A foundational step to getting good performance is working with buckets "close" to the Hadoop cluster, where "close" is measured in network terms.

Maximum performance in HDCloud for AWS is achieved from working with S3 buckets in the same AWS site as the HDCloud cluster. For example, if your cluster is in North Virginia ("US East"), you will achieve best performance if your S3 bucket is in the same region.

Each time you create a cluster in a new region, create a bucket in that same region. Likewise, make sure that buckets used for backup and cluster storage are on the same site as the clusters.

In addition to improving performance, working with local buckets ensures that no bills are incurred for reading from the bucket.

When working with S3 remotely (i.e. if your cluster is not on AWS), use the closest S3 site possible; this will reduce latency on all queries and reads, as well as bandwidth between the Hadoop cluster and the object store.

Accelerating File Listing

When data is copied between buckets, listing all the files to copy can take a long time.

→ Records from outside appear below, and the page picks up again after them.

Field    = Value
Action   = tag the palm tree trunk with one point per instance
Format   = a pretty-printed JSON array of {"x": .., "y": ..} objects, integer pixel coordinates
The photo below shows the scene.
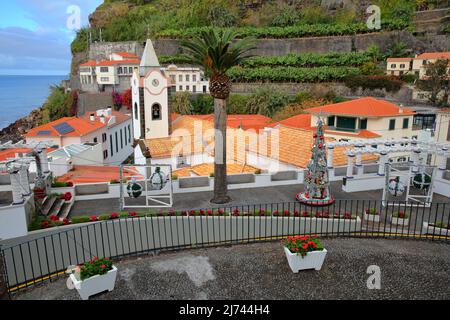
[{"x": 220, "y": 152}]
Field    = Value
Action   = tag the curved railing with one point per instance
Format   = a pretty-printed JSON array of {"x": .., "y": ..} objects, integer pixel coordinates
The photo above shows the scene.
[{"x": 46, "y": 255}]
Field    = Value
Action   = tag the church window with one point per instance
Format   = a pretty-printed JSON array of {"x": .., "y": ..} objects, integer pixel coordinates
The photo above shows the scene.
[{"x": 156, "y": 112}]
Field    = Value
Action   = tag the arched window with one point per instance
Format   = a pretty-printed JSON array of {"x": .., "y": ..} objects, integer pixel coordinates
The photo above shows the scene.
[{"x": 156, "y": 112}]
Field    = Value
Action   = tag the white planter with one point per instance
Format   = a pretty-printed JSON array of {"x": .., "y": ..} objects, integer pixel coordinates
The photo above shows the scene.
[
  {"x": 372, "y": 217},
  {"x": 400, "y": 221},
  {"x": 312, "y": 260},
  {"x": 428, "y": 229},
  {"x": 95, "y": 284}
]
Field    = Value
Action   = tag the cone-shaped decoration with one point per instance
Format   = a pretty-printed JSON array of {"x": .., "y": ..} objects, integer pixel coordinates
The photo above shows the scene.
[{"x": 317, "y": 184}]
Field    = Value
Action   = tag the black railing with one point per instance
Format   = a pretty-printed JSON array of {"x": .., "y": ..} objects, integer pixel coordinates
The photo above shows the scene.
[{"x": 47, "y": 256}]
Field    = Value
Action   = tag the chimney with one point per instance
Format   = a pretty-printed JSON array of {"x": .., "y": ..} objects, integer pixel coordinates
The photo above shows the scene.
[
  {"x": 44, "y": 161},
  {"x": 16, "y": 189},
  {"x": 24, "y": 180}
]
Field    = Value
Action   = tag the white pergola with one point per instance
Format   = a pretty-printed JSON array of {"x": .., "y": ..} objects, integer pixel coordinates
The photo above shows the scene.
[
  {"x": 18, "y": 167},
  {"x": 384, "y": 147}
]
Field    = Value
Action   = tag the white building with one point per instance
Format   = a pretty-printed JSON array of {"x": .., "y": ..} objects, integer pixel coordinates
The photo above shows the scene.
[
  {"x": 187, "y": 79},
  {"x": 109, "y": 75},
  {"x": 111, "y": 129}
]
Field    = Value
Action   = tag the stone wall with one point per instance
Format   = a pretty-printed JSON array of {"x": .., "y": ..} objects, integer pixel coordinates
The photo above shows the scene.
[
  {"x": 93, "y": 102},
  {"x": 404, "y": 95},
  {"x": 274, "y": 47}
]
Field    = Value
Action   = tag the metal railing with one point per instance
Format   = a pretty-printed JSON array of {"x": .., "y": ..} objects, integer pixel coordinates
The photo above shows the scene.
[{"x": 46, "y": 257}]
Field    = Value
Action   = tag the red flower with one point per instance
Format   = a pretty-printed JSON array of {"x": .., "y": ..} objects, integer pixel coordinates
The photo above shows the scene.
[{"x": 114, "y": 215}]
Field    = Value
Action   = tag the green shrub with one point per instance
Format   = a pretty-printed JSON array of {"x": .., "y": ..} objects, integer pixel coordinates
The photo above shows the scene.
[
  {"x": 374, "y": 82},
  {"x": 291, "y": 74},
  {"x": 103, "y": 217},
  {"x": 80, "y": 219}
]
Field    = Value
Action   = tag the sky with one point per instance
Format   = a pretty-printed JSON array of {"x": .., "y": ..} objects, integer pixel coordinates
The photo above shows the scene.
[{"x": 35, "y": 36}]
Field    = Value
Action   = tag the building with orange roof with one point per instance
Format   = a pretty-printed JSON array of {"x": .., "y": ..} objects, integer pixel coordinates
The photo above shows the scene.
[
  {"x": 416, "y": 66},
  {"x": 109, "y": 75},
  {"x": 111, "y": 129},
  {"x": 364, "y": 118},
  {"x": 399, "y": 66},
  {"x": 420, "y": 61}
]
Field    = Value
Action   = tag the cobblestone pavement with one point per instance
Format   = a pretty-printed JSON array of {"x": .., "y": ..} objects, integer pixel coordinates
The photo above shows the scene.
[{"x": 409, "y": 270}]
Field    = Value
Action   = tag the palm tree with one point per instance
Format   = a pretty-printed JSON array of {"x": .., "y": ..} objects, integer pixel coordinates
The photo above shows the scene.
[{"x": 216, "y": 52}]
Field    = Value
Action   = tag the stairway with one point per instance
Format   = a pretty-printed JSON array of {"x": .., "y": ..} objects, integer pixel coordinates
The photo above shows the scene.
[{"x": 53, "y": 205}]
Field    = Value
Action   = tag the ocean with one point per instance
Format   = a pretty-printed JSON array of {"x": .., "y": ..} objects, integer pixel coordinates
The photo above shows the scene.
[{"x": 19, "y": 95}]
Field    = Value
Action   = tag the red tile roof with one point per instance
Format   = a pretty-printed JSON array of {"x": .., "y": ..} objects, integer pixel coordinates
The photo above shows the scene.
[
  {"x": 127, "y": 55},
  {"x": 300, "y": 121},
  {"x": 399, "y": 59},
  {"x": 120, "y": 117},
  {"x": 434, "y": 55},
  {"x": 364, "y": 107},
  {"x": 11, "y": 153},
  {"x": 81, "y": 127},
  {"x": 244, "y": 121},
  {"x": 92, "y": 174},
  {"x": 90, "y": 63},
  {"x": 115, "y": 62}
]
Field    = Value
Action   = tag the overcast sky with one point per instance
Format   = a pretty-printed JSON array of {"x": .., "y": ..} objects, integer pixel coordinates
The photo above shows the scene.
[{"x": 34, "y": 37}]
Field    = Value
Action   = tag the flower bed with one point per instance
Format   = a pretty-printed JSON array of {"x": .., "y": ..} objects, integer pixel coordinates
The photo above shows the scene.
[
  {"x": 317, "y": 216},
  {"x": 400, "y": 218},
  {"x": 93, "y": 277},
  {"x": 439, "y": 228},
  {"x": 372, "y": 215},
  {"x": 304, "y": 252}
]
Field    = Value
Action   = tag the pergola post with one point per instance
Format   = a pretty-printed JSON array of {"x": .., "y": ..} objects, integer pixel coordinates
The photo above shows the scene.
[
  {"x": 359, "y": 166},
  {"x": 350, "y": 157},
  {"x": 382, "y": 164}
]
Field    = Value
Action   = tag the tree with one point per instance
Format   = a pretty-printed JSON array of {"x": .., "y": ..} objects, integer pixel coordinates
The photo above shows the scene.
[
  {"x": 181, "y": 103},
  {"x": 126, "y": 99},
  {"x": 217, "y": 52},
  {"x": 437, "y": 78}
]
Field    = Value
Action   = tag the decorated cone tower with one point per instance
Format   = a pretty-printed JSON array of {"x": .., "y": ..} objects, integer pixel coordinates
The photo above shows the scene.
[{"x": 317, "y": 185}]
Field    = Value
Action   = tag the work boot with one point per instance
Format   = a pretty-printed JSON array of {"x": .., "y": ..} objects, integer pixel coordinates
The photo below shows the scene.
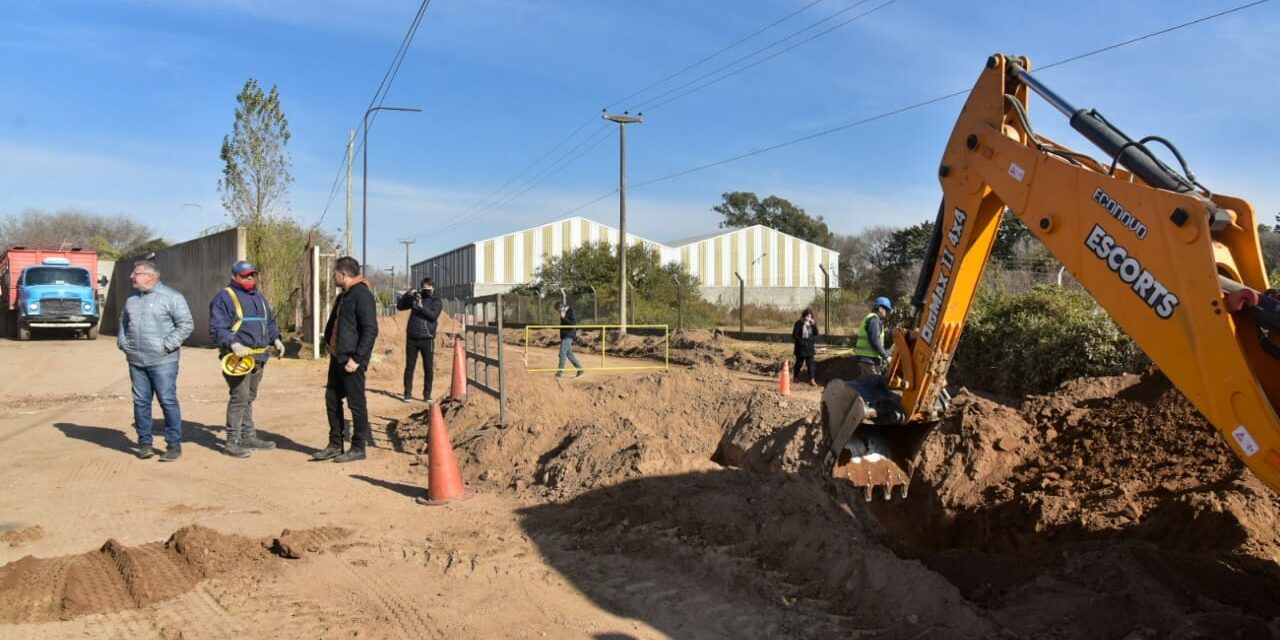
[
  {"x": 250, "y": 439},
  {"x": 234, "y": 448},
  {"x": 327, "y": 453},
  {"x": 351, "y": 456}
]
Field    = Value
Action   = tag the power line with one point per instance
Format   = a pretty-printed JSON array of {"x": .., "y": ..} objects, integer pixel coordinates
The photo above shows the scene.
[
  {"x": 757, "y": 32},
  {"x": 530, "y": 165},
  {"x": 735, "y": 72},
  {"x": 379, "y": 95},
  {"x": 766, "y": 48},
  {"x": 912, "y": 106}
]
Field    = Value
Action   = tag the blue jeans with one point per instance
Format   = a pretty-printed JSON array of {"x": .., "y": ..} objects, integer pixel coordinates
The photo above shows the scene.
[
  {"x": 160, "y": 382},
  {"x": 567, "y": 352}
]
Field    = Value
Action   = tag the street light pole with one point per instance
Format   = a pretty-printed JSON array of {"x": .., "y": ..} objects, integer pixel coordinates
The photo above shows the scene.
[
  {"x": 364, "y": 187},
  {"x": 408, "y": 286},
  {"x": 622, "y": 210}
]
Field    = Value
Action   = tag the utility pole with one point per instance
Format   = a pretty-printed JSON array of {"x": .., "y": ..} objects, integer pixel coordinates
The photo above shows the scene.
[
  {"x": 351, "y": 163},
  {"x": 407, "y": 284},
  {"x": 622, "y": 209}
]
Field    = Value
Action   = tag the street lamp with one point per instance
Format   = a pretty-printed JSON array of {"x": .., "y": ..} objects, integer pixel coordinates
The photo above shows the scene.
[{"x": 364, "y": 187}]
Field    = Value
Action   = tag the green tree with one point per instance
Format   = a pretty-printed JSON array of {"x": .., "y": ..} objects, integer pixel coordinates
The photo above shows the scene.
[
  {"x": 654, "y": 286},
  {"x": 255, "y": 188},
  {"x": 744, "y": 209},
  {"x": 255, "y": 163}
]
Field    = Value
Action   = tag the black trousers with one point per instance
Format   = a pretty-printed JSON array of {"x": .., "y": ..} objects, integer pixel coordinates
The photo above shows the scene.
[
  {"x": 800, "y": 361},
  {"x": 426, "y": 347},
  {"x": 351, "y": 387}
]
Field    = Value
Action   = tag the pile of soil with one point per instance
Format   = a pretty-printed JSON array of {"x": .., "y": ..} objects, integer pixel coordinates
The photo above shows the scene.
[
  {"x": 21, "y": 536},
  {"x": 686, "y": 348},
  {"x": 117, "y": 577},
  {"x": 566, "y": 437}
]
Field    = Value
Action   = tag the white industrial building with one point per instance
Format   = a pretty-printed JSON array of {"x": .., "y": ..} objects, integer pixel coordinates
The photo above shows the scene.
[{"x": 776, "y": 268}]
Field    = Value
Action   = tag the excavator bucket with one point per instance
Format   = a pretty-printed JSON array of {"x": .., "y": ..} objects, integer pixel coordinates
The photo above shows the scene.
[{"x": 868, "y": 455}]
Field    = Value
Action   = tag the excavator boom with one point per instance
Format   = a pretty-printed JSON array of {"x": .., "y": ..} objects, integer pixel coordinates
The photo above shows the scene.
[{"x": 1176, "y": 266}]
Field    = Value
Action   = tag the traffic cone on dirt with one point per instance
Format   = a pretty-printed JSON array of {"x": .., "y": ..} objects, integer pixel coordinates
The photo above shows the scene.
[
  {"x": 443, "y": 480},
  {"x": 460, "y": 371}
]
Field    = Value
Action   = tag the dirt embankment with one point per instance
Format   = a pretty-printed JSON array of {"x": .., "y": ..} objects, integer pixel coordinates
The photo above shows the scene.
[
  {"x": 118, "y": 577},
  {"x": 1109, "y": 508}
]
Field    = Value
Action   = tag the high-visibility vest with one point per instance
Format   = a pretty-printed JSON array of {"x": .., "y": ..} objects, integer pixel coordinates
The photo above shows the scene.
[
  {"x": 863, "y": 346},
  {"x": 240, "y": 312}
]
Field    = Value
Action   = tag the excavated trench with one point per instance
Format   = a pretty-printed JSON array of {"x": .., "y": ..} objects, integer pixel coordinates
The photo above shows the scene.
[{"x": 1107, "y": 508}]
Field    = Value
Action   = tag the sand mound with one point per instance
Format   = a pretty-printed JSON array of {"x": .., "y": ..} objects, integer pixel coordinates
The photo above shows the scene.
[
  {"x": 117, "y": 577},
  {"x": 21, "y": 536}
]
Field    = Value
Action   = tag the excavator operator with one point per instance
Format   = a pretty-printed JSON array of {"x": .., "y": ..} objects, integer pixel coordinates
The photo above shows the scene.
[{"x": 869, "y": 351}]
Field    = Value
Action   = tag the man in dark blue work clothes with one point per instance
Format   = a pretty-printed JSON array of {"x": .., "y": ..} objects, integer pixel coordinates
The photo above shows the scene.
[
  {"x": 242, "y": 323},
  {"x": 869, "y": 351}
]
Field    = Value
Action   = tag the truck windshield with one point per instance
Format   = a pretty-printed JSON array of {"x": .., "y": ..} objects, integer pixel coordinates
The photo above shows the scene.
[{"x": 56, "y": 275}]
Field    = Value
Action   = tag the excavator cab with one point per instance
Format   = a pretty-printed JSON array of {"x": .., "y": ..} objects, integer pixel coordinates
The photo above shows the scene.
[{"x": 1178, "y": 266}]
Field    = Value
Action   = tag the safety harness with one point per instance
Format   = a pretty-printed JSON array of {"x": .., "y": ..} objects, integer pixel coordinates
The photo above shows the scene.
[{"x": 240, "y": 365}]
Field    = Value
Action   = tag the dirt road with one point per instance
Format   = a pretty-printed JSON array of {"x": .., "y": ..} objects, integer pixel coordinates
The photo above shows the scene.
[{"x": 402, "y": 571}]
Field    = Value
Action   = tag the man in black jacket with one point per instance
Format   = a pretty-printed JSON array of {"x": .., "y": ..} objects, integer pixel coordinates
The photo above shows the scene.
[
  {"x": 350, "y": 334},
  {"x": 567, "y": 333},
  {"x": 424, "y": 310}
]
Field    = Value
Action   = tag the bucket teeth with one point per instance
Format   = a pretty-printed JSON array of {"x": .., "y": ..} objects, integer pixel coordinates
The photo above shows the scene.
[{"x": 872, "y": 472}]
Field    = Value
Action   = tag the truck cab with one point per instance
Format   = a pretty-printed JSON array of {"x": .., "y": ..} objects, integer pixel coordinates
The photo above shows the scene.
[{"x": 55, "y": 295}]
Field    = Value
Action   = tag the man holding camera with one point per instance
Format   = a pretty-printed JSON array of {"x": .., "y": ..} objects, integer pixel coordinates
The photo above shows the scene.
[{"x": 424, "y": 309}]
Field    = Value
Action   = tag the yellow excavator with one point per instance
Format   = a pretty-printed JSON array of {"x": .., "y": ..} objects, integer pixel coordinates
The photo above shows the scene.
[{"x": 1178, "y": 266}]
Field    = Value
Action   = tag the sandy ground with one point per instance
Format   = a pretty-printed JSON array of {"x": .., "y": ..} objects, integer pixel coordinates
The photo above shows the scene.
[{"x": 627, "y": 504}]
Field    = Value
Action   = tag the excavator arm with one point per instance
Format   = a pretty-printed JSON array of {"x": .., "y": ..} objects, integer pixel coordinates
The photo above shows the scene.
[{"x": 1176, "y": 266}]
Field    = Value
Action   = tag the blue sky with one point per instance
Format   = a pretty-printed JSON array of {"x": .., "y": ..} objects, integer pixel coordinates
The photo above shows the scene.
[{"x": 120, "y": 105}]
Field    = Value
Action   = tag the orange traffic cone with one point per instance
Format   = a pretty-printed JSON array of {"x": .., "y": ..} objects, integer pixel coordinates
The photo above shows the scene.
[
  {"x": 443, "y": 480},
  {"x": 460, "y": 371}
]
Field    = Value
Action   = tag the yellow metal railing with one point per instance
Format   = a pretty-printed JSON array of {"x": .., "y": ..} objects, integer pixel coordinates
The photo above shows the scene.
[{"x": 604, "y": 343}]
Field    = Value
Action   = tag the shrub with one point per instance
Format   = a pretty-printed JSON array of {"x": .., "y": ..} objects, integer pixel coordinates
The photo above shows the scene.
[{"x": 1033, "y": 342}]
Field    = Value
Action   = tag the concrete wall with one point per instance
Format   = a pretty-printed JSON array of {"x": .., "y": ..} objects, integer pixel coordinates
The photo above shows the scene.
[{"x": 197, "y": 268}]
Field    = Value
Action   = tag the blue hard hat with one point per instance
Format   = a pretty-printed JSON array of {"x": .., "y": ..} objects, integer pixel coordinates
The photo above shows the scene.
[{"x": 243, "y": 268}]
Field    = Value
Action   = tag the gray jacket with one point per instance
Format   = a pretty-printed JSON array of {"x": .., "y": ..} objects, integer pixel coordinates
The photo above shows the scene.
[{"x": 154, "y": 324}]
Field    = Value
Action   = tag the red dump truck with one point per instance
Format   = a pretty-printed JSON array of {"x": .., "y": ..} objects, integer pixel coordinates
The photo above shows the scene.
[{"x": 49, "y": 291}]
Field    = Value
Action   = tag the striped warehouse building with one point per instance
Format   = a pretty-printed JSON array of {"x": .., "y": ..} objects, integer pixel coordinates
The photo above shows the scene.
[{"x": 776, "y": 268}]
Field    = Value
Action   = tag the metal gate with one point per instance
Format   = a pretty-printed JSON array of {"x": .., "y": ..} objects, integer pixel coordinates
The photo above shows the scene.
[{"x": 481, "y": 341}]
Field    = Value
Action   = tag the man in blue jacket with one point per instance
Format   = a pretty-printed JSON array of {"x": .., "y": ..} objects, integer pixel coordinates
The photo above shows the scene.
[
  {"x": 154, "y": 324},
  {"x": 241, "y": 321}
]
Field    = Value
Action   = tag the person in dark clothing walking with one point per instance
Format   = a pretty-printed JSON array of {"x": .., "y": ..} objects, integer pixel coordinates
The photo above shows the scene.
[
  {"x": 424, "y": 309},
  {"x": 567, "y": 334},
  {"x": 869, "y": 351},
  {"x": 241, "y": 321},
  {"x": 350, "y": 334},
  {"x": 804, "y": 334}
]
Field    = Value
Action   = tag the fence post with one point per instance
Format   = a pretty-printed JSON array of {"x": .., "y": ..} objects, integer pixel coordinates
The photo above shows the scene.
[
  {"x": 741, "y": 304},
  {"x": 826, "y": 300}
]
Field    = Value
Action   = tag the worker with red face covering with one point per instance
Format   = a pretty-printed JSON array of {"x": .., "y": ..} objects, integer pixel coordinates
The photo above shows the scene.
[{"x": 242, "y": 323}]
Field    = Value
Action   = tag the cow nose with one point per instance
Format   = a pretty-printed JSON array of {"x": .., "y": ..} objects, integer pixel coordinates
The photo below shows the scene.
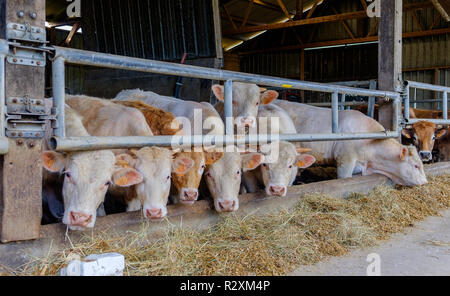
[
  {"x": 190, "y": 195},
  {"x": 247, "y": 121},
  {"x": 425, "y": 155},
  {"x": 227, "y": 205},
  {"x": 154, "y": 213},
  {"x": 80, "y": 219},
  {"x": 277, "y": 190}
]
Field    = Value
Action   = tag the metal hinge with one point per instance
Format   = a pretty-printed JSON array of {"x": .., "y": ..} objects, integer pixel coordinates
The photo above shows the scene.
[
  {"x": 27, "y": 45},
  {"x": 26, "y": 117}
]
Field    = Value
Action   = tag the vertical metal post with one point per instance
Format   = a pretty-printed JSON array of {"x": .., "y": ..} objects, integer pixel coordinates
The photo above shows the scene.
[
  {"x": 58, "y": 78},
  {"x": 2, "y": 95},
  {"x": 407, "y": 100},
  {"x": 342, "y": 107},
  {"x": 229, "y": 128},
  {"x": 335, "y": 112},
  {"x": 371, "y": 106},
  {"x": 445, "y": 105}
]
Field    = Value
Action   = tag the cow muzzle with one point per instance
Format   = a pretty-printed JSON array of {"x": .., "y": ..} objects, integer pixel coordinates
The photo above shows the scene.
[
  {"x": 79, "y": 219},
  {"x": 189, "y": 196},
  {"x": 227, "y": 206},
  {"x": 248, "y": 121},
  {"x": 277, "y": 190},
  {"x": 155, "y": 213},
  {"x": 426, "y": 156}
]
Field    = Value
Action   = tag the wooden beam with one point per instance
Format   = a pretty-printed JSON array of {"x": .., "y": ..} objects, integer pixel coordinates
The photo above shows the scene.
[
  {"x": 267, "y": 5},
  {"x": 435, "y": 21},
  {"x": 415, "y": 17},
  {"x": 72, "y": 33},
  {"x": 316, "y": 20},
  {"x": 313, "y": 8},
  {"x": 299, "y": 10},
  {"x": 284, "y": 9},
  {"x": 390, "y": 56},
  {"x": 21, "y": 168},
  {"x": 345, "y": 41},
  {"x": 443, "y": 8},
  {"x": 229, "y": 17},
  {"x": 247, "y": 14},
  {"x": 344, "y": 24}
]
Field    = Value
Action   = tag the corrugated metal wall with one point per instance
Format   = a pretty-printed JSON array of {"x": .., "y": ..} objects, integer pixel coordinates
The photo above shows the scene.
[
  {"x": 151, "y": 29},
  {"x": 359, "y": 62}
]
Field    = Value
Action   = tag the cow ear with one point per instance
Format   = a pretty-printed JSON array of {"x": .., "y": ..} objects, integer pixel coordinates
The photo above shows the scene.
[
  {"x": 212, "y": 157},
  {"x": 126, "y": 177},
  {"x": 407, "y": 133},
  {"x": 53, "y": 161},
  {"x": 125, "y": 161},
  {"x": 251, "y": 161},
  {"x": 268, "y": 97},
  {"x": 440, "y": 134},
  {"x": 218, "y": 91},
  {"x": 403, "y": 153},
  {"x": 305, "y": 161},
  {"x": 301, "y": 150},
  {"x": 181, "y": 165}
]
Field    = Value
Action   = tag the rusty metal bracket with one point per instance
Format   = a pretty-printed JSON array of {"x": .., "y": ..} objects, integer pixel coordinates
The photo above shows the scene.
[{"x": 26, "y": 118}]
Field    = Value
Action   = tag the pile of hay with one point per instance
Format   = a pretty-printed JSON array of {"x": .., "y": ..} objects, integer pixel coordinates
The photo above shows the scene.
[{"x": 275, "y": 244}]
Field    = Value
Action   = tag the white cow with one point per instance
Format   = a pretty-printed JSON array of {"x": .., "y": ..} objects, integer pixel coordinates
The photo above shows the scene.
[
  {"x": 278, "y": 174},
  {"x": 105, "y": 118},
  {"x": 197, "y": 119},
  {"x": 387, "y": 157},
  {"x": 247, "y": 98},
  {"x": 88, "y": 176},
  {"x": 223, "y": 178}
]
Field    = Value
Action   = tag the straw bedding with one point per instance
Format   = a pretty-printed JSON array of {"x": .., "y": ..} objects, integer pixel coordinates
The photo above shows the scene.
[{"x": 276, "y": 244}]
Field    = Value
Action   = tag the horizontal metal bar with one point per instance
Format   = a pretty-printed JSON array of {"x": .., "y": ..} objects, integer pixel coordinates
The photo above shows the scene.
[
  {"x": 340, "y": 104},
  {"x": 435, "y": 121},
  {"x": 86, "y": 58},
  {"x": 98, "y": 143},
  {"x": 4, "y": 145},
  {"x": 427, "y": 86}
]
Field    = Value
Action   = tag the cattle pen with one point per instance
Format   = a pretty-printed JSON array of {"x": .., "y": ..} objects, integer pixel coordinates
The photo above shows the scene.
[{"x": 107, "y": 47}]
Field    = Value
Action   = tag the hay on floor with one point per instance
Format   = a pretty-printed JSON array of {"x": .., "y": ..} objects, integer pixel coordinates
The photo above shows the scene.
[{"x": 276, "y": 244}]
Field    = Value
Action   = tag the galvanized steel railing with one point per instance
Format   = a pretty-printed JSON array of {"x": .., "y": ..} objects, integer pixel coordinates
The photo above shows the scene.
[
  {"x": 4, "y": 143},
  {"x": 78, "y": 57},
  {"x": 431, "y": 87}
]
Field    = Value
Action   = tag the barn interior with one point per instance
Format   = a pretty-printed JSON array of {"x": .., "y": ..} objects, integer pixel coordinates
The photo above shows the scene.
[
  {"x": 330, "y": 41},
  {"x": 326, "y": 41}
]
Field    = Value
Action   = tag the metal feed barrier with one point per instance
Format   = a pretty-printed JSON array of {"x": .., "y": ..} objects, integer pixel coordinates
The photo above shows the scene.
[
  {"x": 63, "y": 56},
  {"x": 79, "y": 57},
  {"x": 431, "y": 87}
]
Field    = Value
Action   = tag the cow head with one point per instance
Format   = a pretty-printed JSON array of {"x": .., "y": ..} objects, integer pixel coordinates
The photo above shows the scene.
[
  {"x": 186, "y": 184},
  {"x": 224, "y": 178},
  {"x": 400, "y": 163},
  {"x": 87, "y": 178},
  {"x": 281, "y": 173},
  {"x": 246, "y": 100},
  {"x": 423, "y": 134},
  {"x": 156, "y": 166}
]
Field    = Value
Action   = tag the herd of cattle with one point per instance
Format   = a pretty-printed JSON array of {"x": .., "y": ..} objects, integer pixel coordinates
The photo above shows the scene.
[{"x": 76, "y": 184}]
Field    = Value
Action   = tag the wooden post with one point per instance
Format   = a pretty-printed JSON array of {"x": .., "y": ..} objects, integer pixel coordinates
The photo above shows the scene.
[
  {"x": 390, "y": 55},
  {"x": 21, "y": 168}
]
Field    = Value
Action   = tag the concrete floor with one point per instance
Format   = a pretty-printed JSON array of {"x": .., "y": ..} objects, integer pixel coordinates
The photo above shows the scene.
[{"x": 423, "y": 250}]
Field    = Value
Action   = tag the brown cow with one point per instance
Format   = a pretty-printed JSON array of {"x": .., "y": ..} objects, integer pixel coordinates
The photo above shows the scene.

In such cases, you can increase -numListstatusThreads from 1 (default) to 15. With this setting, multiple threads will be used for listing the contents of the source folder.

Using the S3A Fast Uploader

Warning

These tuning recommendations are experimental and may change in the future.

If you are planning to copy large amounts of data, make sure to use the fast uploader, passing -D fs.s3a.fast.upload=true while invoking DistCp. For example:

hadoop distcp -D fs.s3a.fast.upload=true  s3a://dominika-test/driver-data /tmp/test2

The fs.s3a.fast.upload option significantly accelerates data upload by writing the data in blocks, possibly in parallel.

<property>
  <name>fs.s3a.fast.upload</name>
  <value>true</value>
</property>

The details of this feature are covered in S3 Performance.

Controlling the Number of Mappers and their bandwidth

If you want to control the number of mappers launched for DistCp, you can add the -m option and set it to the desired number of mappers. If you are using DistCp from a Hadoop cluster running in Amazon's infrastructure, increasing the number of mappers may speed up the operation.

Similarly, if copying to S3 from a remote site, it is possible that the bandwidth from the Hadoop cluster to Amazon S3 is the bottleneck. In such a situation, because the bandwidth is shared across all mappers, adding more mappers will not accelerate the upload: merely slow all the mappers down.

The -bandwidth option sets the approximate maximum bandwidth for each mapper in Megabytes/second. This a floating point number, so a value such as -bandwidth 0.5 allocates 0.5 MB/s to each mapper.